September 16, 2016

The Honorable Tammy Baldwin
717 Hart Senate Office Building
Washington, D.C. 20510

The Honorable John McCain
218 Russell Senate Office Building
Washington, DC 205

Dear Senators Baldwin and McCain:

On behalf of the National Committee to Preserve Social Security and Medicare’s millions of members and supporters, I write to endorse the Fair Accountability, and Innovative and Research Drug Pricing Act of 2016, which would require drug manufacturers to be more transparent about their justification for increases in drug prices over 10 percent. Manufacturers would be required, among other things, to report their spending on a drug’s research and development as well as their profits on a drug each year since its approval.

Skyrocketing drug prices are having an impact on seniors’ pocket books and on the Medicare program’s finances. A Government Accountability Office study found that nearly two-thirds of new Part B drugs had expenditures per beneficiary in excess of $9,000 in 2013.

Under Medicare Part B coinsurance requirements, beneficiaries who use expensive drugs shoulder 20 percent of the costs of their drugs. And there is no out-of-pocket cap for Part B expenses.
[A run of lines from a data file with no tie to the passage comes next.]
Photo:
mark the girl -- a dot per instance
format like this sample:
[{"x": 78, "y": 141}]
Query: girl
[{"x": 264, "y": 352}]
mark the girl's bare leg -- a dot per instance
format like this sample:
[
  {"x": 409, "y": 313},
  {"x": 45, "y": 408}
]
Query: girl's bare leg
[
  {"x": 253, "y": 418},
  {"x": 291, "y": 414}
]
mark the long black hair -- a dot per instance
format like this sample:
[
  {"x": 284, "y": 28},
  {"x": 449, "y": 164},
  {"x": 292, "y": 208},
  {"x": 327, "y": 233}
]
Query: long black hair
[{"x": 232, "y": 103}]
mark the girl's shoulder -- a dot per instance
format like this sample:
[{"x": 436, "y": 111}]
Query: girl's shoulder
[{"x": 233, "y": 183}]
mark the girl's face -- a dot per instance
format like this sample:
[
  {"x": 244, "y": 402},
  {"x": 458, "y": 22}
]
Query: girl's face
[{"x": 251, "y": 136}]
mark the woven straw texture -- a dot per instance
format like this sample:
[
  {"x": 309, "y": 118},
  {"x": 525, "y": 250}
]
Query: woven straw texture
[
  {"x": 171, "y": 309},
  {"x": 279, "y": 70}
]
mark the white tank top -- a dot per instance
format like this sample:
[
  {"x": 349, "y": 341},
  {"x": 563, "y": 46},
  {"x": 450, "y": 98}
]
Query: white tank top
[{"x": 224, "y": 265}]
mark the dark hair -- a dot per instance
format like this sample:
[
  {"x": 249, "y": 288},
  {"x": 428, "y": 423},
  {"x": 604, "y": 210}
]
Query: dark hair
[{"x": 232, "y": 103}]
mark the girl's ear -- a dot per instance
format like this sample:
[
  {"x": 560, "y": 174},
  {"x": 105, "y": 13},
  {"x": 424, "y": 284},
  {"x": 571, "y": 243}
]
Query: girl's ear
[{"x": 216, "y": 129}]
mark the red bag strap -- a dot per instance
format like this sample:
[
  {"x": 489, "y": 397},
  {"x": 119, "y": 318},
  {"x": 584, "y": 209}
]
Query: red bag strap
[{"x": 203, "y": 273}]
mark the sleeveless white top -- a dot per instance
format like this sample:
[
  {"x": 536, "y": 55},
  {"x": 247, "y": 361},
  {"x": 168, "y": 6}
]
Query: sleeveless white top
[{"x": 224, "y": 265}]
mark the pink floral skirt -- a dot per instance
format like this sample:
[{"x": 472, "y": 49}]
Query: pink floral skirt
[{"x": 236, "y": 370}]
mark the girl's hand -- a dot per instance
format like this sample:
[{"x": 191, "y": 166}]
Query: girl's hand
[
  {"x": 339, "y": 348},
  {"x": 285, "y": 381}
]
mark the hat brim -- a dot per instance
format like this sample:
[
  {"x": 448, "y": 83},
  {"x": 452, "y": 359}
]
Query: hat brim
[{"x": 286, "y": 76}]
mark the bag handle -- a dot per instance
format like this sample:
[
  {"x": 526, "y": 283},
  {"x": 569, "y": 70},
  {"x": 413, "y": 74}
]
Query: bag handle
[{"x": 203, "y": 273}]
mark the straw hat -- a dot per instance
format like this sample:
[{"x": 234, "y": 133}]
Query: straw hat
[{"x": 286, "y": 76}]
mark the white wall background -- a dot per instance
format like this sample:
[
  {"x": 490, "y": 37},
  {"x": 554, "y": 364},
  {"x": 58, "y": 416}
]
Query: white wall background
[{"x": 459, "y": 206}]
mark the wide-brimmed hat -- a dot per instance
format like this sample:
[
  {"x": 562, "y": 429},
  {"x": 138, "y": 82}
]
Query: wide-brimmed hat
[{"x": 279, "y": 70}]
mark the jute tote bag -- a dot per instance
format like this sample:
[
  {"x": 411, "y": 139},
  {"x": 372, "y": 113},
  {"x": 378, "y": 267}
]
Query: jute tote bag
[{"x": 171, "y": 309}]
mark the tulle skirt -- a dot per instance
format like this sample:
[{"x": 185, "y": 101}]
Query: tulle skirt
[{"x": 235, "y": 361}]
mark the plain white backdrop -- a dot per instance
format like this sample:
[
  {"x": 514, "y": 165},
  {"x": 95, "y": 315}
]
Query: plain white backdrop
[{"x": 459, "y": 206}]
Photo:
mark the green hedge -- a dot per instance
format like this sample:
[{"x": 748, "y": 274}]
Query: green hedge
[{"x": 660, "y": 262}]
While many beneficiaries have supplemental insurance to help pay for their out-of-pocket costs, the impact on beneficiaries who need these drugs and who are without supplemental coverage can be devastating. In 2013, beneficiaries' share of the cost of expensive new drugs ranged from $1,900 to $107,000 per drug.
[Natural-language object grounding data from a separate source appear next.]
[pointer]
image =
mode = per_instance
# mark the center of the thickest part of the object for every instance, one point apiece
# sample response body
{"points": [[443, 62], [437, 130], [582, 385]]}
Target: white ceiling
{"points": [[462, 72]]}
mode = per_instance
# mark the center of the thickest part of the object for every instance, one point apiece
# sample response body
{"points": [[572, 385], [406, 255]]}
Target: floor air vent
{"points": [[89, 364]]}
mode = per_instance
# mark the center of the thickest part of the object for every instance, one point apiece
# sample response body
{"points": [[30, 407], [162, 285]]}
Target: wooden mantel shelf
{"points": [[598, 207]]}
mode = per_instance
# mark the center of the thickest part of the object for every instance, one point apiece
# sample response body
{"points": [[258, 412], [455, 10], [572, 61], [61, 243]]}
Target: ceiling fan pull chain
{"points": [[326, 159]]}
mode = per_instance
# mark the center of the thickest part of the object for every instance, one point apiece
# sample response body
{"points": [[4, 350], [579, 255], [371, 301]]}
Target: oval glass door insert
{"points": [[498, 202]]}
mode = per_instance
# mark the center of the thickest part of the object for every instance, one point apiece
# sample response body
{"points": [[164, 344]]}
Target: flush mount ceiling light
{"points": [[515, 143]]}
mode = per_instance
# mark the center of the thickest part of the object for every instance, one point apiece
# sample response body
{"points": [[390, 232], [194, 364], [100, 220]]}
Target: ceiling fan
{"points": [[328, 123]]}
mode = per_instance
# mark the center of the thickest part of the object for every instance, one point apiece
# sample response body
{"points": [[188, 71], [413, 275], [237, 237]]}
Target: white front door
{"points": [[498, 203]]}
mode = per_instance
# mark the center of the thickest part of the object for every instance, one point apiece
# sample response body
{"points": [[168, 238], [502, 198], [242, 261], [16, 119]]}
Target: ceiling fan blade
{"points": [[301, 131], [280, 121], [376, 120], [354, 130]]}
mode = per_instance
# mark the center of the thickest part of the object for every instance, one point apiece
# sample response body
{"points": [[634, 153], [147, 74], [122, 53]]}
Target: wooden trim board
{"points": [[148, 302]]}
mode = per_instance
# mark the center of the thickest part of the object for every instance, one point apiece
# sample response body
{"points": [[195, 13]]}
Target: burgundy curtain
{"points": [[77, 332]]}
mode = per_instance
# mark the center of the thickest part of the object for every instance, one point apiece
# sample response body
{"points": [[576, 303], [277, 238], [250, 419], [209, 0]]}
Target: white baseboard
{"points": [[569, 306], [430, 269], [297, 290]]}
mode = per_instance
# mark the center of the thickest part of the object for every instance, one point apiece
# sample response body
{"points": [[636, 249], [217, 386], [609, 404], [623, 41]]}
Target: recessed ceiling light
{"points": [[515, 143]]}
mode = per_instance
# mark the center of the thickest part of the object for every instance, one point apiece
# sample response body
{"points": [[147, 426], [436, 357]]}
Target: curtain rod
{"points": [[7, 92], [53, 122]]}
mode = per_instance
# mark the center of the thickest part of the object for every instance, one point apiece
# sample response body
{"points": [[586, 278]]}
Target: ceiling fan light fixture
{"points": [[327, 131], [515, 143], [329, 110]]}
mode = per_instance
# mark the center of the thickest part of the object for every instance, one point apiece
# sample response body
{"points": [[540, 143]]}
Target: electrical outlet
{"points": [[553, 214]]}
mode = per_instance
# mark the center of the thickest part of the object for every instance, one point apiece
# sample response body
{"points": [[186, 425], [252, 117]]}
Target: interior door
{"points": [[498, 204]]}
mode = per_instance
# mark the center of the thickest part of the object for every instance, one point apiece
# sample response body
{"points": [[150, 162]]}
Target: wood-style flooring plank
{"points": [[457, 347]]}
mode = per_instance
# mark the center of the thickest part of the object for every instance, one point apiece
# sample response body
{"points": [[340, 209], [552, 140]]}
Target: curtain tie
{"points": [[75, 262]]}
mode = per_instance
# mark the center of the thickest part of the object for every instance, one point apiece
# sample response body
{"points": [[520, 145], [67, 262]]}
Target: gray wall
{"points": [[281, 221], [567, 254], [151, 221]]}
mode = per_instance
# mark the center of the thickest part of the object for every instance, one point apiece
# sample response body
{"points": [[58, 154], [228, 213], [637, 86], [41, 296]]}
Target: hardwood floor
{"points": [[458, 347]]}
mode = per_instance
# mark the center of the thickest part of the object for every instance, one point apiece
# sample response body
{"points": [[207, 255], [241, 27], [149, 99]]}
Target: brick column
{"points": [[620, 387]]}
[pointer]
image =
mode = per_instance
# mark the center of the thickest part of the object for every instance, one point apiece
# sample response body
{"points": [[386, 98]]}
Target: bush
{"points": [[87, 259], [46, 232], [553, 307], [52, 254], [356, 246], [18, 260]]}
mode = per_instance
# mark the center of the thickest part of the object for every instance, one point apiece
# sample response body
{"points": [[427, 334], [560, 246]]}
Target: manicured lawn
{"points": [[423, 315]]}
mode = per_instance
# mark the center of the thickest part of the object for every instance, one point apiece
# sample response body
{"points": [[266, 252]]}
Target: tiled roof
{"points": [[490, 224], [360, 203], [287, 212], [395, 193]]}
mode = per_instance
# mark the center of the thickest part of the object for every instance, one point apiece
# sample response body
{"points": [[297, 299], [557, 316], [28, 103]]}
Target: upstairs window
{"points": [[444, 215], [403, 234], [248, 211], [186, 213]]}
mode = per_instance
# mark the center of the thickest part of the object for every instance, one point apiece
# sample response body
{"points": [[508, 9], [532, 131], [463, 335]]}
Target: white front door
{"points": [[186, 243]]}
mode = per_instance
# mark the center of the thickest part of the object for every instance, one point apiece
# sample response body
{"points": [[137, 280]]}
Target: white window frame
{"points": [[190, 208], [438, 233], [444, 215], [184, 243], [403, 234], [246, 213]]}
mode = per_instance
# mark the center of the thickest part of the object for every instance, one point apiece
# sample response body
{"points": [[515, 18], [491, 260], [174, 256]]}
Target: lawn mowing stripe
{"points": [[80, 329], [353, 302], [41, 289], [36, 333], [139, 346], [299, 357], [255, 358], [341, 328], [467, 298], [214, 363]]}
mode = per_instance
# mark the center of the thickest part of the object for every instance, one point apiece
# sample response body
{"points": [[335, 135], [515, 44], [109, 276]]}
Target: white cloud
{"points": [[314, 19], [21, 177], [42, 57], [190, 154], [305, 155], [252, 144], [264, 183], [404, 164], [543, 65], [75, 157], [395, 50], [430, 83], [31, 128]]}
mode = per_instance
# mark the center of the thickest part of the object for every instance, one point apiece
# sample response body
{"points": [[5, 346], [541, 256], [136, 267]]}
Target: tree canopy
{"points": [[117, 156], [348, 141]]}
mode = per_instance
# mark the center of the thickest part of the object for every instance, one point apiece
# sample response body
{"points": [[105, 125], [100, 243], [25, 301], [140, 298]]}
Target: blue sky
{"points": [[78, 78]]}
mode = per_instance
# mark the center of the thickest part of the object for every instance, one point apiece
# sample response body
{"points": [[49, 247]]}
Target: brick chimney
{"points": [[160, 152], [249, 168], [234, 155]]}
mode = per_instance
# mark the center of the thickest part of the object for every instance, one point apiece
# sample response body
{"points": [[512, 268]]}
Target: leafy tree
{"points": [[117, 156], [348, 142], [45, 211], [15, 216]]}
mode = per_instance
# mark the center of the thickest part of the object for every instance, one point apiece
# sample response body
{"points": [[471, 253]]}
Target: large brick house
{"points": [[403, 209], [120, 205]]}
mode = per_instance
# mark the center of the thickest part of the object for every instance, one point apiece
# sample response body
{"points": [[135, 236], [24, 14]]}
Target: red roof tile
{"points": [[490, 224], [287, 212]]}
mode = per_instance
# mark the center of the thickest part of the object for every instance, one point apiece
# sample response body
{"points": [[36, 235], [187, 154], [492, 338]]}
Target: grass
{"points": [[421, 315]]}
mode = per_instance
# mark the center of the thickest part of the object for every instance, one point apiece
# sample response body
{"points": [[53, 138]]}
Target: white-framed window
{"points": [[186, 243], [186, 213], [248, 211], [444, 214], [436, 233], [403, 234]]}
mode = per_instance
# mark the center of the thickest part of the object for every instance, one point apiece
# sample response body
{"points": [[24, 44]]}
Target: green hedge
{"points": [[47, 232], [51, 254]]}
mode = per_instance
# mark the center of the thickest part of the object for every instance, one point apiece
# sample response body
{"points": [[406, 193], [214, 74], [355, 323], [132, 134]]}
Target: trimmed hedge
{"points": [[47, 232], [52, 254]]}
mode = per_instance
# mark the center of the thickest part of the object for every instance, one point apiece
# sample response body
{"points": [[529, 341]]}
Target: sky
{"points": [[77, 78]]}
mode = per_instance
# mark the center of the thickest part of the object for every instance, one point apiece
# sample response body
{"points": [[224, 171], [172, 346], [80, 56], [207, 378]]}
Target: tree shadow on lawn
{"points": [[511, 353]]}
According to the Medicare Trustees Report, in 2015, per capita benefits for Part D increased 15 percent, because of price increases for brand name drugs and the high use of the new hepatitis C drugs. In 2016 per capita benefits are projected to increase 14.6 percent. These trends are simply unsustainable.

We applaud your efforts to require manufacturers to provide more information about drug price increases. Transparency is a good first step toward understanding, and ultimately taming, the problem of spiraling drug costs.